Richard tertampar telak oleh kalimat yang diucapkan Nyonya Amber. Meskipun Richard sangat meyakini bahwa kebahagiannya adalah kebahagiaan bagi Kyra juga. Dan bagi Richard, tidak ada yang lebih membahagiakan dibandingkan dengan keberadaan Kyra dalam hidupnya.

”Ibu … Ibu tahu bukan, kami saling mencintai?”
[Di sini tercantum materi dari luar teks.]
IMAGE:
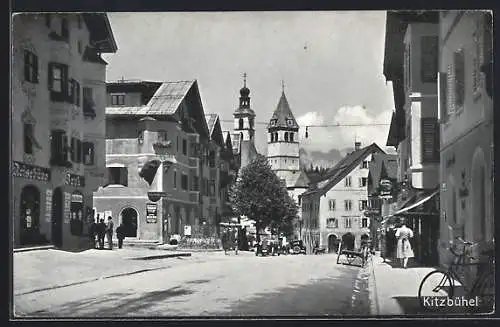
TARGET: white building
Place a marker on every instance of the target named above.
(283, 151)
(334, 208)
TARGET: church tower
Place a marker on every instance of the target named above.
(283, 141)
(244, 116)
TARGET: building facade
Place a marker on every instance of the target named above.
(411, 63)
(159, 156)
(335, 208)
(58, 101)
(283, 154)
(466, 125)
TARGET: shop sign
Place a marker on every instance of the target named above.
(151, 213)
(48, 205)
(37, 173)
(75, 180)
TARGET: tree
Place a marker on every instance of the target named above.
(259, 195)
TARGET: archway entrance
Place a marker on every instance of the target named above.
(57, 217)
(30, 215)
(332, 243)
(348, 241)
(129, 221)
Nyonya Amber membuang muka, enggan memandang Richard dengan wajah memelasnya.

”Itu sebelum kau menjadi seorang pecundang.” Nyonya Amber kembali bersungut kesal.

”Anda boleh membenci saya, tetapi saya mohon … jangan menghukum Kyra seperti ini,” pinta Richard tulus.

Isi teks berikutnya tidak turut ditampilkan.